Die Meistersinger von Nürnberg - Synopsis

Richard Wagner: Die Meistersinger von Nürnberg. Kevin Conners, Jan-Hendrik Rootering Richard Wagner: Die Meistersinger von Nürnberg Richard Wagner: Die Meistersinger von Nürnberg

Die Meistersinger von Nürnberg

Richard Wagner

 

Act I

The Day before Midsummer's Day (The Feast of St. John)

The knight Walther von Stolzing and Eva, daughter of Pogner, a goldsmith and Meistersinger, are in love. But Eva may only marry one of the Meistersingers; her father wishes to offer her as the victory prize in the singing contest at the next day's Midsummer carnival. Stolzing decides to become a Meistersinger immediately, although knowing nothing of their many strict rules. David, apprentice and member of the singing guild, explains them to him. The Meistersingers gather together and praise Pogner's plan which is intended to carry their art to new heights. But they turn down Hans Sachs's suggestion to allow the townspeople to join in choosing the victor.

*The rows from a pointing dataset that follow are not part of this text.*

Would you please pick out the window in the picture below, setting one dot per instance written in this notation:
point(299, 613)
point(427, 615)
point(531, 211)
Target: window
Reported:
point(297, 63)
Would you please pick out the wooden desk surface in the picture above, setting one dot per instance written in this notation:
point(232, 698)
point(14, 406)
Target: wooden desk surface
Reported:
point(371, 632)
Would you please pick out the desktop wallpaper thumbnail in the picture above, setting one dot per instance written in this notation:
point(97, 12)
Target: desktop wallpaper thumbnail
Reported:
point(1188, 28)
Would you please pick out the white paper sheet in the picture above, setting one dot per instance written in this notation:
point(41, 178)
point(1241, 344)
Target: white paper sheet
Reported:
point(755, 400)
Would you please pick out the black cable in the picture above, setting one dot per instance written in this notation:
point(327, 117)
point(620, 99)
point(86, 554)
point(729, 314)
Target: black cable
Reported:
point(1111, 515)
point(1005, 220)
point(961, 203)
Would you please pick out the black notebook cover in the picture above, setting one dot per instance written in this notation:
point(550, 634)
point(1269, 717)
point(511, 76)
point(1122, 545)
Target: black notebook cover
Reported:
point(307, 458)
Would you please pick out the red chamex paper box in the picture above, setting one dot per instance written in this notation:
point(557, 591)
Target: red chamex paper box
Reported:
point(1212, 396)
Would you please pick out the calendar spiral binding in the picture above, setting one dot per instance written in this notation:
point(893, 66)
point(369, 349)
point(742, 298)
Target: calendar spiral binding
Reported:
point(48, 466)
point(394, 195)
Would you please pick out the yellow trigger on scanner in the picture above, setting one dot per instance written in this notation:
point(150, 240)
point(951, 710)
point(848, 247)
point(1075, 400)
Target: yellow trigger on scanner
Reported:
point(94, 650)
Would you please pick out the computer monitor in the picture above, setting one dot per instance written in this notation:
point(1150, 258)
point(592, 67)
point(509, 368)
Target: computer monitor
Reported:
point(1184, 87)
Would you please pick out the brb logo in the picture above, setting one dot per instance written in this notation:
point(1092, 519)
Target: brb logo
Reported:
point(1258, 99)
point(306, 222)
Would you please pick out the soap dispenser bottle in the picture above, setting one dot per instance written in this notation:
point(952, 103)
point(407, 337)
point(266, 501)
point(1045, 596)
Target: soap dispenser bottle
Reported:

Stolzing asks to be accepted into the Meistersingers' guild. He must name his singing master, and sing an audition song. Beckmesser, the town clerk and himself a suitor of Eva, chalks up an endless list of faults in the knight's singing, and the Meistersingers decide he is not qualified to join them. Sachs, delighted by Stolzing's effusive song, cannot change their minds.

 

Act II

Midsummer's Eve

The apprentices are looking forward to the next day's carnival and make fun of David, because of his love for Magdalene, Eva's governess. Pogner has doubts about his plans; Eva waits restlessly for Stolzing. Sachs gives himself up to Stolzing's strangely beautiful love-song (Flieder-Monologue). Eva finds out about Stolzing's failure from Sachs, her trusted fatherly friend. At last Stolzing comes, and the lovers decide to flee: "Away into freedom!" But their plan is foiled. Beckmesser appears and wants to try out his contest song under Eva's window, where in fact, Magdalene is sitting, disguised in Eva's clothes. Sachs interrupts Beckmesser's serenade by cobbling and singing a loud song about his own love for Eva. In the end Beckmesser has to let Sachs hammer on the soles of the shoes every time he, Beckmesser, makes a mistake, an he makes a lot of them! David, supposing Beckmesser to be a rival, gives him a thrashing, and soon all the townspeople, disturbed by the noise, come to blows in a boisterous Midsummer's Eve free-for-all.

 

Act III

The Feast of St. John, Morning

David greets Hans Sachs on his nameday. Sachs, who has not slept during the night, reflects on the chaos of the previous night, and decides to help the love of Eva and Stolzing to victory in Nuremberg ("Wahn-Monolog", or "Philosophising on human follies"). Stolzing has spent the nigth in Sachs's house, and dreamt vividly. Sachs helps him to recast this dream into a love-song, with which he should court Eva at the tournament. Beckmesser finds the text, and takes it for a wooing song, written by Sachs. Surprisingly, Sachs gives him the text. Eva meets Stolzing at Sachs's house, and thanks the Meistersinger for his great but renounced love. Stolzing's new song receives a formal christening, David is quickly made a journeyman, and then they all set off for the carnival.

Later the Same Day

The townspeople and guilds are celebrating in the carnival fields. The Meistersingers gather together, and Sachs is ceremonially welcomed by the townspeople ("Wach auf", "Awake"). Then the singing contest for Eva's hand is opened. Beckmesser sings the song found at Sachs's house but which he does not comprehend, and mutilates it completely. His performance is greeted with laughter. Sachs arranges for Stolzing to present the song correctly, and all are captivated by Stolzing's passionate singing. But even as the Meistersingers wish for him to join their guild, he declines. Eva is enough for him. Sachs admonishes him, reminding that the art of singing and its custodians, the Meistersingers, should be treasured, and wins Stolzing. All thanks Hans Sachs, with great enthusiasm.